Pork loin, trimmed, 2-3 in / 4-5cm ∅ 1 lb (454g)
Easy Lonzino Making Kit
Kosher salt 3% to weight of meat
- Sugar 1 tsp (4g)
#2 Curing Salt 0.25% to weight of meat
- Black pepper 2 1/4 tsp (5g)
- Garlic powder 1 tsp (2g)
- Dried thyme 1 tsp (2g)
- Ground cloves 1/2 tsp (1g)
- Onion powder 2 tsp (4g)
Make your own spice blend
STEP 1: CURE MEAT
Trim meat, shape and tie to desired finished product.
If not using UMAi Dry’s Premixed Curing Salts Blend, weigh out correct ratio of #2 Curing Salt and Kosher salt
Mix salts and seasonings Rub into entire surface of meat.
Tuck into zipper bag or vacuum seal to cure in fridge for 14 days. Turn every couple days to maintain even coverage of cure over the entire surface of the meat.
STEP 2: PREPARE TO DRY
Make sure meat surface is sticky-moist to create best bond with UMAi Dry® membrane.
Coat with any dry curing coating spices and tie to shape - Massage into surface to create the sticky coating needed to bond with membrane. - If making rolled pancetta, roll and tie. Re-moisten surface with water to assist meat to membrane bond
STEP 3: SEALING UMAI DRY
Choose your sealing method, check out our basics page for in-depth instructions
STEP 4: DRYING
Take start weight and record target finish weight. Record both weights on the stickers provided.
Rest the sealed meat in refrigerator on open wire rack in in a modern frost free fridge to ensure excellent air circulation to entire meat surface.
Drying time depends on meat size. Meat should lose 35-40% of weight over 30-120 days.
STEP 5: EQUALIZING, STORING & SLICING (UMAI!)

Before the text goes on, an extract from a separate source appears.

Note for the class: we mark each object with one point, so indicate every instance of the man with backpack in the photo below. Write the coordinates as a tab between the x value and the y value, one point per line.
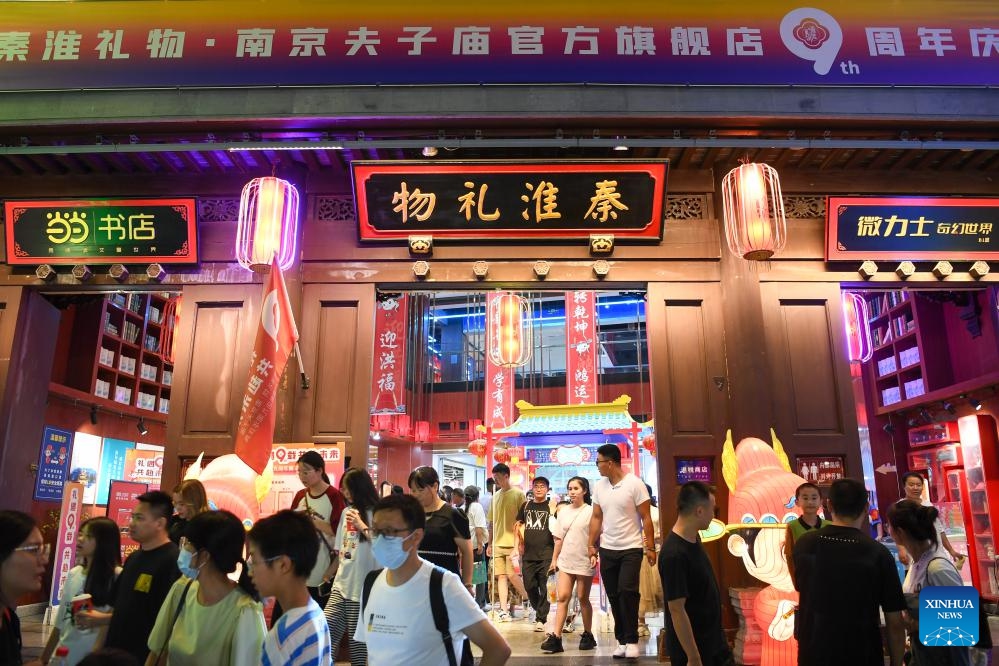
411	611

Upon reaching target weight, peel away UMAi Dry. Wipe off any white mold with wine vinegar. Meat will be firm, dry and pleasantly aromatic.
Vacuum seal in storage bag for a week to equalize the moisture edge-to-edge.
Preserve texture and quality by refrigerating or freezing in vacuum storage bag.
Slice paper thin—and enjoy! Meat will be translucent and deeply colored.